Our storm-the-Hill day was a great success. Between 5-20 people met with every single Virginia Representative (both Senators and all 11 Congresswomen and Congressmen). My personal highlight of the day was meeting with Rep. Denver Riggleman, a Republican Congressman from Virginia’s 5th district. We spoke to Rep. Riggleman’s staff about the Mental Health Access Improvement of Act of 2019 (H.R. 945), explaining that Medicare beneficiaries in the 5th district, a rural area of Virginia, would benefit from this bill as it would increase access to services by adding LMFTs and LPCs as eligible Medicare providers. Half-way through our meeting, Rep. Riggleman was able to join us and asked to hear about our experiences. We explained the issue and made our ask (support H.R. 945). Rep. Riggleman graciously asked questions and agreed that access to mental health services is a top healthcare priority. Recently, Rep. Riggleman announced that he is co-sponsoring H.R. 945 – a huge win for MFTs, LPCs, and Medicare beneficiaries alike. It is meetings like this that, no matter how brief, can make a huge difference in building bipartisan support to ensure that those with behavioral health needs have access to comprehensive healthcare.

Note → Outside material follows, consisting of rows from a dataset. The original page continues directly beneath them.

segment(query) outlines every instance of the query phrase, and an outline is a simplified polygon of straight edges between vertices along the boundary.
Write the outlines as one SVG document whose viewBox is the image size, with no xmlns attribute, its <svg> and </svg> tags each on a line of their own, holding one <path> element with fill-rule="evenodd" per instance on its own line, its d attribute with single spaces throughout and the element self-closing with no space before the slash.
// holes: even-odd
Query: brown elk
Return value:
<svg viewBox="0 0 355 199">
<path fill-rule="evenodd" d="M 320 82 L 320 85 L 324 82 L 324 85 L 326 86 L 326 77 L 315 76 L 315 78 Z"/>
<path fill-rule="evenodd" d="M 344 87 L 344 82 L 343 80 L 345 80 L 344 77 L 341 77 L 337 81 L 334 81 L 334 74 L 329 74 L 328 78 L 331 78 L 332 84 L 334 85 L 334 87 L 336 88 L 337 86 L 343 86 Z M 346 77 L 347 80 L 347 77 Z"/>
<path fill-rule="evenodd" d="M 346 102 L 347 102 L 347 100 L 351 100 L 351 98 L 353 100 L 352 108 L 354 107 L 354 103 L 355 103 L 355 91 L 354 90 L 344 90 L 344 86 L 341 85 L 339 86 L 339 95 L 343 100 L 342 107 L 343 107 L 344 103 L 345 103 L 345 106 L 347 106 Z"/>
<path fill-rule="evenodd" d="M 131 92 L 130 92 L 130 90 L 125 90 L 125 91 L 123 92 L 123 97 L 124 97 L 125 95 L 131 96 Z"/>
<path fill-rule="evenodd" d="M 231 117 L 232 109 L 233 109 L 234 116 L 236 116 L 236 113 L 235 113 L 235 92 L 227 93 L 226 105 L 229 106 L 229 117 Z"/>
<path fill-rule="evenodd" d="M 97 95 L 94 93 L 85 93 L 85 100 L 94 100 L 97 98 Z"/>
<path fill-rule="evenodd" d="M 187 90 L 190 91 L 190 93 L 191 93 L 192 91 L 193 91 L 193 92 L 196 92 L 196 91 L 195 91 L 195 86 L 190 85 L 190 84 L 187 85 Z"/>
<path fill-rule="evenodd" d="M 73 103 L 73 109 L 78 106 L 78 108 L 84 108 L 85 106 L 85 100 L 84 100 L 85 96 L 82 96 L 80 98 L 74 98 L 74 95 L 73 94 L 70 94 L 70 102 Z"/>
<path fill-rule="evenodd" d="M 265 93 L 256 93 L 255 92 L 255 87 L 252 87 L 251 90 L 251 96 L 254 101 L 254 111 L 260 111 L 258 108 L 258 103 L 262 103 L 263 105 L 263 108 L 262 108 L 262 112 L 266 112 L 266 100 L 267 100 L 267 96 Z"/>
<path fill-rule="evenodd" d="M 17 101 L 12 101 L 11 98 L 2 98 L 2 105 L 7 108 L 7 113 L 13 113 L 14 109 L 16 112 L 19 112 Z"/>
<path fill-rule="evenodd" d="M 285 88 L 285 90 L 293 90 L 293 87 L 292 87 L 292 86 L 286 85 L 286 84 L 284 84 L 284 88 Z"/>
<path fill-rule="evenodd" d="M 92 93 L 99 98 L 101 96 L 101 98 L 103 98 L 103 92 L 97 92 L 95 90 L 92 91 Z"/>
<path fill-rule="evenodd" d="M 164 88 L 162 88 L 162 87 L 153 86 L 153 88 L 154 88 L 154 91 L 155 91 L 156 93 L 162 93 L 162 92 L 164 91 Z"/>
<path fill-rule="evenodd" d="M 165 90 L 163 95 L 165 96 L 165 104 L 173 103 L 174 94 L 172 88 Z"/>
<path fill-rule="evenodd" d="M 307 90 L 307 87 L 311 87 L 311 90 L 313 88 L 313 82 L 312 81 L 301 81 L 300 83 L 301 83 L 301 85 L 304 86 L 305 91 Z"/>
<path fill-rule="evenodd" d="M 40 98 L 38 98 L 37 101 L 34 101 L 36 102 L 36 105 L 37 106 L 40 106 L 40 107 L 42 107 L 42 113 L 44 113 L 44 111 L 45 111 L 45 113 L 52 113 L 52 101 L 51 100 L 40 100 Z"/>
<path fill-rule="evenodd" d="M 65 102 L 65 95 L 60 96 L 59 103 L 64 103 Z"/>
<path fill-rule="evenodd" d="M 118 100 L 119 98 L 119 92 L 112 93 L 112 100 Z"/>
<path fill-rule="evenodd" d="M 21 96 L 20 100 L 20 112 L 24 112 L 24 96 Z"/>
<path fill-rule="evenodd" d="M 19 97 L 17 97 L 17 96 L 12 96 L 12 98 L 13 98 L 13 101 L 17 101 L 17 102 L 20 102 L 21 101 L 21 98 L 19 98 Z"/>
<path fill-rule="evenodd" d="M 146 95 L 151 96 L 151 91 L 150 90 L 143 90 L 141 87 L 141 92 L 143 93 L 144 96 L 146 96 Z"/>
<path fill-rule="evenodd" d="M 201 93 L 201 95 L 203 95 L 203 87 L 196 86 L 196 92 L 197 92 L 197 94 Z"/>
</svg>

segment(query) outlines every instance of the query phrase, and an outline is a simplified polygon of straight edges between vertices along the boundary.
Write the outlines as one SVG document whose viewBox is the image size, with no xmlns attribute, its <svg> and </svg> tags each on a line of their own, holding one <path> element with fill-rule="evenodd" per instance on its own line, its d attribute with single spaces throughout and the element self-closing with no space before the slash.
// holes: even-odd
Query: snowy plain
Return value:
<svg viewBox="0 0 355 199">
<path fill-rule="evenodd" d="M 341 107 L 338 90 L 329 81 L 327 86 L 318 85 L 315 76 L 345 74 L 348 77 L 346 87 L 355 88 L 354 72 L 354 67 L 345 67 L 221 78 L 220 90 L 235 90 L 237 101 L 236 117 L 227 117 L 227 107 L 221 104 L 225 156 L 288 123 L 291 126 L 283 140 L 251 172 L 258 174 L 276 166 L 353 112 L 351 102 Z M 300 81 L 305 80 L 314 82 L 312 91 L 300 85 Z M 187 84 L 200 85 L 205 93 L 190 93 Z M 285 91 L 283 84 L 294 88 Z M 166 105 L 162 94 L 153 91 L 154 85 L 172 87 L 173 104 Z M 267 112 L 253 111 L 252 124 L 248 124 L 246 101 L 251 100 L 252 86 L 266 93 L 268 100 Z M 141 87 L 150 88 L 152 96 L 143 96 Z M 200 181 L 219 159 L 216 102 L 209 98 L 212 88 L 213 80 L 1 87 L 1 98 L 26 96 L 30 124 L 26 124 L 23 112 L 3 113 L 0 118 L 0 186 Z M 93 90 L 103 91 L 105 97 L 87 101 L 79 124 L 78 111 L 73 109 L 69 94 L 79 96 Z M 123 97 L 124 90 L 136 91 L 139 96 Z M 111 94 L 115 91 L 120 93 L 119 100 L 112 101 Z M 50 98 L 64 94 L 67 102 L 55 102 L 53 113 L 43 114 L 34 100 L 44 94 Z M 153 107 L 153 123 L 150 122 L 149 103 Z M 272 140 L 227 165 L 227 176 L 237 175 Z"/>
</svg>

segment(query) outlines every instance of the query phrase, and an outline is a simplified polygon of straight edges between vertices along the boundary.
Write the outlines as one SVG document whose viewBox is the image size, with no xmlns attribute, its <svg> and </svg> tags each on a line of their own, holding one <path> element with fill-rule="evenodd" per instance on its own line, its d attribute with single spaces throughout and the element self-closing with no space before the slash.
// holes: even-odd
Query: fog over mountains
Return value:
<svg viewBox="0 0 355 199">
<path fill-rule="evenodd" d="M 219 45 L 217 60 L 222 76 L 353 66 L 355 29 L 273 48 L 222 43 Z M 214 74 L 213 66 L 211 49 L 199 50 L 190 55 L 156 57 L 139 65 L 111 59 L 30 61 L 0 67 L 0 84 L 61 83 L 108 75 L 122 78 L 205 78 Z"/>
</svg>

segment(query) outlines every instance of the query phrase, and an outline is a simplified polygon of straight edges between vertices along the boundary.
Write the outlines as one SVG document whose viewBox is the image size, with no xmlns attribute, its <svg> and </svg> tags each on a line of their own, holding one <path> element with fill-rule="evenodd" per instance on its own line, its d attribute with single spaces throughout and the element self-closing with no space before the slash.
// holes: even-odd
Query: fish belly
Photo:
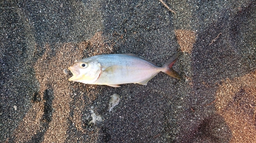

So, what does it take to get involved with advocacy in this way? Whenever I am asked this question, I find that a major misconception is that you need formal training and lots of experience in order to meet with our elected officials and effectively advocate for mental health and substance use legislation. It certainly can be intimidating to meet with elected officials – they have busy schedules and important jobs. Start by giving yourself a refresher in the structure of our government, who your elected officials are and their priorities, and educate yourself about current and pending legislation that impacts both the profession and consumers. Visit AAMFT’s Family TEAM website for updates and join your state Family TEAM (it’s free!) Listen to your local and national news and political podcasts. Take stock of your perspectives and what stance you might take on particular issues. Start small and scaffold your experiences if you can. Sit-in on advocacy meetings before initiating your own, join Family TEAM and maybe one day become the Family TEAM leader of your state (that’s how I did it). Attend the National Council Hill Day, and the following year volunteer as a State Captain. My colleagues and I refer to this process as self-of-the-advocate work and we argue that inherent to being a systemic therapist is public participation in macrosystem processes that ultimately impact the profession and our clients (Goodman, Morgan, Hodges, & Caldwell, 2018). As MFTs, we are experts in systemic thinking and action – why not take those skills outside the therapy office and into our capitol buildings?